On the Personalities of Dead Authors
February 24th, 2016 | Published in Google Research
“Great, ice cream for dinner!”
How would you interpret that? If a 6 year old says it, it feels very different than if a parent says it. People are good at inferring the deeper meaning of language based on both the context in which something was said, and their knowledge of the personality of the speaker.
But can one program a computer to understand the intended meaning from natural language in a way similar to us? Developing a system that knows definitions of words and rules of grammar is one thing, but giving a computer conversational context along with the expectations of a speaker’s behaviors and language patterns is quite another!
To tackle this challenge, a Natural Language Understanding research group, led by Ray Kurzweil, works on building systems able to understand natural language at a deeper level. By experimenting with systems able to perceive and project different personality types, it is our goal to enable computers to interpret the meaning of natural language similar to the way we do.
One way to explore this research is to build a system capable of sentence prediction. Can we build a system that can, given a sentence from a book and knowledge of the author’s style and “personality”, predict what the author is most likely to write next?
We started by utilizing the works of a thousand different authors found on Project Gutenberg to see if we could train a Deep Neural Network (DNN) to predict, given an input sentence, what sentence would come next. The idea was to see whether a DNN could - given millions of lines from a jumble of authors - “learn” a pattern or style that would lead one sentence to follow another.
This initial system had no author ID at the input - we just gave it pairs (line, following line) from 80% of the literary sample (saving 20% of it as a validation holdout). The labels at the output of the network are a simple YES or NO, depending on whether the example was truly a pair of sentences in sequence from the training data, or a randomly matched pair. This initial system had an error rate of 17.2%, where a random guess would be 50%. A slightly more sophisticated version also adds a fixed number of previous sentences for context, which decreased the error down to 12.8%.
The 300 dimensional vectors our system derived to do these predictions are presumably representative of the Author’s word choice, thinking, and style. We call these “Author vectors”, analogous to word vectors or paragraph vectors. To get an intuitive sense of what these vectors are capturing, we projected the 300 dimensional space into two dimensions and plotted them as shown in the figure below. This gives some semblance of similarity and relative positions of authors in the space.
A two-dimensional representation of the vector embeddings for some of the authors in our study. To project the 300 dimensional vectors to two dimensions, we used the t-SNE algorithm. Note that contemporaries and influencers tend to be near each other (E.g., Nathaniel Hawthorne and Herman Melville, or Marlowe and Shakespeare). |
With this working, we wondered, “How would the model respond to the questions of a personality test?” But to simulate how different authors might respond to questions found in such tests, we needed a NN that, rather than strictly making a yes/no decision, would produce a yes/no decision while being influenced by the author vector - including sentences it hasn't seen before.

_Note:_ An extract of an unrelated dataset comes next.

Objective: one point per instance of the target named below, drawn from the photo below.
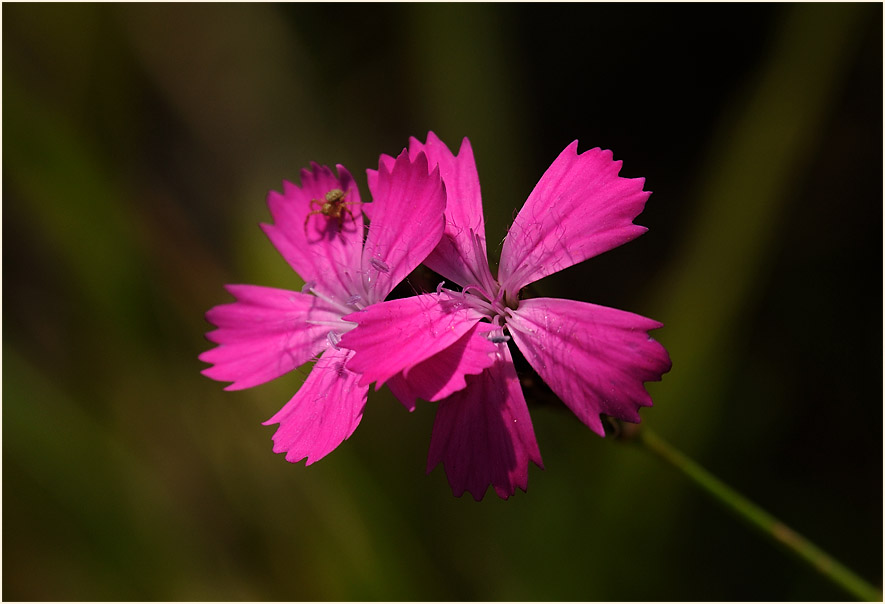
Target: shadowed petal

To simulate different authors’ responses to questions, we use the author vectors described above as inputs to our more general networks. In that way, we get the performance and generalization of the network across all authors and text it learned on, but influenced by what’s unique to a chosen author. Combined with our generative model, these vectors allow us to generate responses as different authors. In effect, one can chat with a statistical representation of the text written by Shakespeare!
Once we set the author vector for a chosen author, we posed the Myers Briggs questions to the system as the “current sentence”, set the author vector for the chosen author, and gave the Myers Briggs response options as the next-sentence candidates. When we asked “Are you more of”: “a private person” or “an outgoing person” to our model of Shakespeare’s texts, it predicted “a private person”. When we changed the author vector to Mark Twain and pose the same question, we got “an outgoing person”.
Though we can in no way claim that these models accurately respond with with the authors would have said, there are a few amusing anecdotes. When asked “Who is your favorite author?” and gave the options “Mark Twain”, “William Shakespeare”, “Myself”, and “Nobody”, the Twain model responded with “Mark Twain” and the Shakespeare model responded with “William Shakespeare”. Another example comes from the personality test: “When the phone rings” Shakespeare's model “hope[s] someone else will answer”, while Twain's “[tries] to get to it first”. Fitting, perhaps, since the telephone was patented during Twain's lifetime, but after Shakespeare.
This work is an early step towards better understanding intent, and how long-term context influences interpretation of text. In addition to being fun and interesting, this work has the potential to enrich products through personalization. For example, it could help provide more personalized response options for the recently introduced Smart Reply feature in Inbox by Gmail.